For 26 years as an Army staff officer, I was involved in military decision-making and the orders process at a tactical level. One of the most important paragraphs in each Operations Order was entitled simply: Commander’s Intent. This told us one of the most important things related to our mission: this is what the commander wants to happen. All staff officers knew, by that paragraph, what they had to do.

Currently there is much confusion and inaction in the prosecution of the war against ISIS. A good portion of this confusion is related to the fact that until recently President Obama had not authorized his operational commanders in Afghanistan and Iraq to use their own judgment as to when and whom to attack. A few weeks ago the White House announced that the Commander-in-Chief was now allowing the commanders on the ground to make operational decisions. This is a shocking revelation. It means that until very recently tactical decisions had to be cleared with the White House, staffed by inexperienced staffers with no military service and little capability to decide how either to fight or win on the battlefield. Even now, as I mentioned in a previous post, the U.S. Commander of AFRICOM is still not allowed to engage ISIS in Libya without White House approval.

President Obama seems to be looking for certainty in war. Since there is no ultimate certainty, he hesitates or fails to act on the advice of his military advisors, thus tying the hands of those who are charged with fighting the war. What our generals and admirals require is clear presidential direction and strategic goals.

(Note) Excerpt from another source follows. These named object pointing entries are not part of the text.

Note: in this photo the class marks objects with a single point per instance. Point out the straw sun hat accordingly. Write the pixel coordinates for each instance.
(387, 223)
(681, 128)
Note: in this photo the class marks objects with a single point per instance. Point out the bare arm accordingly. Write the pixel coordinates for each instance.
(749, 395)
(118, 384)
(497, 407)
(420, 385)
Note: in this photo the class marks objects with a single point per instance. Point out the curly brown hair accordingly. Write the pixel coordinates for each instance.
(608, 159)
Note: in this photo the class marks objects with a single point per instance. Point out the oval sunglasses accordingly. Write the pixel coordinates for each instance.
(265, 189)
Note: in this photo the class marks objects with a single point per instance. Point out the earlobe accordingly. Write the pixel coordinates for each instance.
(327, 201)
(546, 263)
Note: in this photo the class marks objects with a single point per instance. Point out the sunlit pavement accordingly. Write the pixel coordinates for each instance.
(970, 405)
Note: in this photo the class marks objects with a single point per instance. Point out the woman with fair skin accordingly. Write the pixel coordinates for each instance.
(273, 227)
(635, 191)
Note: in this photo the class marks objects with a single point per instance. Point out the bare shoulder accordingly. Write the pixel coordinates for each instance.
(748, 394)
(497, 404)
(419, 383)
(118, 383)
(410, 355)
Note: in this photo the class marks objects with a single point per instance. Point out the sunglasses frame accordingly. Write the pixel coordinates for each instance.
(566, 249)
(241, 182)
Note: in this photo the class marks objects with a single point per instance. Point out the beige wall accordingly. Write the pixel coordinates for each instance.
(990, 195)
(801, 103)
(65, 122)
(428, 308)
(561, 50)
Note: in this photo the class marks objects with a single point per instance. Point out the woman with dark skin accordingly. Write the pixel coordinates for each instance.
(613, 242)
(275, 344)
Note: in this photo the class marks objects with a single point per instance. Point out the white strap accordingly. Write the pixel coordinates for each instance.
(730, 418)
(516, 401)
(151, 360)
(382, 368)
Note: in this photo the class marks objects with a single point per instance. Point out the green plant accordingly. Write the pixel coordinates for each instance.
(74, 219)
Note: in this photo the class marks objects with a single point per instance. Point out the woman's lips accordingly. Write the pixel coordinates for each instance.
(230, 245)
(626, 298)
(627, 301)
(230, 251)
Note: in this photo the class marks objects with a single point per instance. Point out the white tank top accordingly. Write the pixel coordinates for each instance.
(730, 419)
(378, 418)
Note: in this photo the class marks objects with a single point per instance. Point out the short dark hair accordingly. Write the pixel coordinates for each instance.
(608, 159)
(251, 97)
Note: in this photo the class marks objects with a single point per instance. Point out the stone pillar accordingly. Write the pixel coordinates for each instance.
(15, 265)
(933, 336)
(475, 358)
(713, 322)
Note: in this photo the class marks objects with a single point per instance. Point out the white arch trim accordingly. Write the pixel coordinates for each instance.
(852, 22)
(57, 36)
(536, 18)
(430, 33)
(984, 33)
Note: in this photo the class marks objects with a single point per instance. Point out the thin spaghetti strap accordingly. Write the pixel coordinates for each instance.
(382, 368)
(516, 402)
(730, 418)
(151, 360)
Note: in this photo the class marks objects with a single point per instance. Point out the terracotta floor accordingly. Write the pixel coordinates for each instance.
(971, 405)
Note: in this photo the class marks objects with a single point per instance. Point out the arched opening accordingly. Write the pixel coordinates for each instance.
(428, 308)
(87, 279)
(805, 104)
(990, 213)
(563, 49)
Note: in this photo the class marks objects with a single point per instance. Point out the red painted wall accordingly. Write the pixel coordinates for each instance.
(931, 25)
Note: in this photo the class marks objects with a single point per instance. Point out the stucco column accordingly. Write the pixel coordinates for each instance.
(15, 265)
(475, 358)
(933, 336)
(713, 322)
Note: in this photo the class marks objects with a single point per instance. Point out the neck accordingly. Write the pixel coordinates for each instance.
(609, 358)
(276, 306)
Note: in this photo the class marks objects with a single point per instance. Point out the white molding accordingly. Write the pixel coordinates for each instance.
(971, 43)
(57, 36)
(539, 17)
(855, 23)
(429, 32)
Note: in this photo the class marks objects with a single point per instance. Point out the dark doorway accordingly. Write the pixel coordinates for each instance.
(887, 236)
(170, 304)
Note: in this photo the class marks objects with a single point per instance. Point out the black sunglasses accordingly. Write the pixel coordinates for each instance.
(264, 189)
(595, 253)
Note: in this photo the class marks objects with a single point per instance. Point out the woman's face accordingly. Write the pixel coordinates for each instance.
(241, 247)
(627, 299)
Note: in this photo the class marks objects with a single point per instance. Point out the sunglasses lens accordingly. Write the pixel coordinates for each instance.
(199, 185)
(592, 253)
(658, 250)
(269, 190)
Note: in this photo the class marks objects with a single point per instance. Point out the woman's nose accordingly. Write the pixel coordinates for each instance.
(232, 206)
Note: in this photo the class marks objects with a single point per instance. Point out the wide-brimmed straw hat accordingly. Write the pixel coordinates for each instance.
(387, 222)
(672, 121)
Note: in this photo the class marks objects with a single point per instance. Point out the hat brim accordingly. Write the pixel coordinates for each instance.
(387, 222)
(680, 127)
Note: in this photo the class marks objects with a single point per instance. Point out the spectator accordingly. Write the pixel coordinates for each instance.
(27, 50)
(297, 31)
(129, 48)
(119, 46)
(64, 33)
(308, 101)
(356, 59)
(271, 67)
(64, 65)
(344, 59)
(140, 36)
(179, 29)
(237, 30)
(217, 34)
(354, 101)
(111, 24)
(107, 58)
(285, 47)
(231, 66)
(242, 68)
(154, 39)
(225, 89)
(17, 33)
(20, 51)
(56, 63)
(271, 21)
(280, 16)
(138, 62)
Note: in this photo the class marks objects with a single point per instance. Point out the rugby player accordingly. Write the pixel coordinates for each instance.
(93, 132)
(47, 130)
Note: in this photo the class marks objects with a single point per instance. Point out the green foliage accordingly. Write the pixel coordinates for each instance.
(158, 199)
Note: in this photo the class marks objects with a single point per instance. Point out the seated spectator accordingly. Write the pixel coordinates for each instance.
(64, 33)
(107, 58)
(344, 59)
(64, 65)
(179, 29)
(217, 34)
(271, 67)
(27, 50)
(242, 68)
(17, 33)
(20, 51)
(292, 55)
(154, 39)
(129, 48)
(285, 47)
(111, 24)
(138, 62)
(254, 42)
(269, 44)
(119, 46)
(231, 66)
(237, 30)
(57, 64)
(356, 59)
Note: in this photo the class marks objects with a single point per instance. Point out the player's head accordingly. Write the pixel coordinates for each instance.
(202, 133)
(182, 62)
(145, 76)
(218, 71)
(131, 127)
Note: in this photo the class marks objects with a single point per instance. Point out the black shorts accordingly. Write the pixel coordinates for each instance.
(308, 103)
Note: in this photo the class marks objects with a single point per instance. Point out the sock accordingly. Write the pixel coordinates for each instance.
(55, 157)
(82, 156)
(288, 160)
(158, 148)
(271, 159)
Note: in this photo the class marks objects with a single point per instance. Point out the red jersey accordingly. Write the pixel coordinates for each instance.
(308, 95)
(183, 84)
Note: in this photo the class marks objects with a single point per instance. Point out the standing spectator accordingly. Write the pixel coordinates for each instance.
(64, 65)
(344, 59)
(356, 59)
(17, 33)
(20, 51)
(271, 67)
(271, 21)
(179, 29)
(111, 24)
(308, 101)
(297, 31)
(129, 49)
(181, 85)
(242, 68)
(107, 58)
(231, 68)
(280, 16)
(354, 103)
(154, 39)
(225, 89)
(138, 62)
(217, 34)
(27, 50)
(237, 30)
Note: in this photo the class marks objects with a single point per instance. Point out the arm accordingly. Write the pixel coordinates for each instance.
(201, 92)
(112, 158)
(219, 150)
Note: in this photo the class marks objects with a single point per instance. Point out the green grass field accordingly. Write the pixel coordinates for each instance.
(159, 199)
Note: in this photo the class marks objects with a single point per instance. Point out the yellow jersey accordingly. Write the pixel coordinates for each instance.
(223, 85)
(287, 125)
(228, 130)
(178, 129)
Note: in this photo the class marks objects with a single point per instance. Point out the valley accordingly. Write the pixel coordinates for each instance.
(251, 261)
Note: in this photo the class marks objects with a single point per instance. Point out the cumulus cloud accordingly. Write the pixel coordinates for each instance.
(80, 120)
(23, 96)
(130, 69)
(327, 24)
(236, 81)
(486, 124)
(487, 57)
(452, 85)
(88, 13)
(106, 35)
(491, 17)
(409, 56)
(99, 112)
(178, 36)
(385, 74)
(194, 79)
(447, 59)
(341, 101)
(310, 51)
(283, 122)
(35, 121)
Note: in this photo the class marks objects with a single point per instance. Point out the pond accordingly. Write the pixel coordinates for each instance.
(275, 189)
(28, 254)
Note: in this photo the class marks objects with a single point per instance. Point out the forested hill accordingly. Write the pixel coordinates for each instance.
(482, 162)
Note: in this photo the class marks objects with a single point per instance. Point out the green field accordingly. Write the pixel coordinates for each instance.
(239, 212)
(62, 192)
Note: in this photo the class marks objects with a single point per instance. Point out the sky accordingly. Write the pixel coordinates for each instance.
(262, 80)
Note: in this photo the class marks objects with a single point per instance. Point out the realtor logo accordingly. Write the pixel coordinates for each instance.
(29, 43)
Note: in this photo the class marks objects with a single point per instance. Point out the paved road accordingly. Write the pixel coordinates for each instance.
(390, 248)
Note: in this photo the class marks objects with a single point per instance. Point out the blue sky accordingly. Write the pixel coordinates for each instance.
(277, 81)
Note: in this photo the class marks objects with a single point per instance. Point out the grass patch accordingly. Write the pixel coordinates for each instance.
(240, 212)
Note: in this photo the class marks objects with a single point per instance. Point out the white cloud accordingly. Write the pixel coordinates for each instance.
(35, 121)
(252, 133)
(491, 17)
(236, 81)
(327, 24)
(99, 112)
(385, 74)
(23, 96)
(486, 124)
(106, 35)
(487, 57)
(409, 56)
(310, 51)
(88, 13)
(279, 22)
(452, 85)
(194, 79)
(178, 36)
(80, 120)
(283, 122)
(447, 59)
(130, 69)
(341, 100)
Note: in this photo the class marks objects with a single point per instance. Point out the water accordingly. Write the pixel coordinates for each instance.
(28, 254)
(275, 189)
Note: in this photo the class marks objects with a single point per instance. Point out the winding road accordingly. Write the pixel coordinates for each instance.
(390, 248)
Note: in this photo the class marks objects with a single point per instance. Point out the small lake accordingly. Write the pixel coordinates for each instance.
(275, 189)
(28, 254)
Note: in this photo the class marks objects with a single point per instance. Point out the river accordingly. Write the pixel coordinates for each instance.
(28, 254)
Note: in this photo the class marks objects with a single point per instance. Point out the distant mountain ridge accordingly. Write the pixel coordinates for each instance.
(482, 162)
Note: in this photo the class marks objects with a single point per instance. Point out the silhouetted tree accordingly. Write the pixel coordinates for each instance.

Is our military tasked with the responsibility to actually defeat ISIS? If so, the Commander-in-Chief needs to state this clearly. It is how wars are won.  We have the strongest and most lethal military in the world.  We need a Commander-in-Chief who will utilize this force.

Under our Constitution the United States Congress is the branch of the government with the authority to declare war.  The President, as the Commander-in-Chief, executes that war through the United States Military and other government agencies.  However, in every declared war in our nation’s history Congress declared war at the request of the President

We are in a fight for our very way of life. Contrary to the President’s Statement on June 14th, ISIS is an existential threat to the United States. They have declared that they are at war with us.  We need a new Authorization for the Use of Military Force (AUMF) that names our jihadist enemies and ISIS in particular.  This new AUMF – in addition to the current AUMF in the War on Terror – would authorize the President to use all means at his disposal for as long as it takes to destroy ISIS. It would send a message to the world and to ISIS that we are serious and that we will not rest until ISIS is utterly and completely destroyed.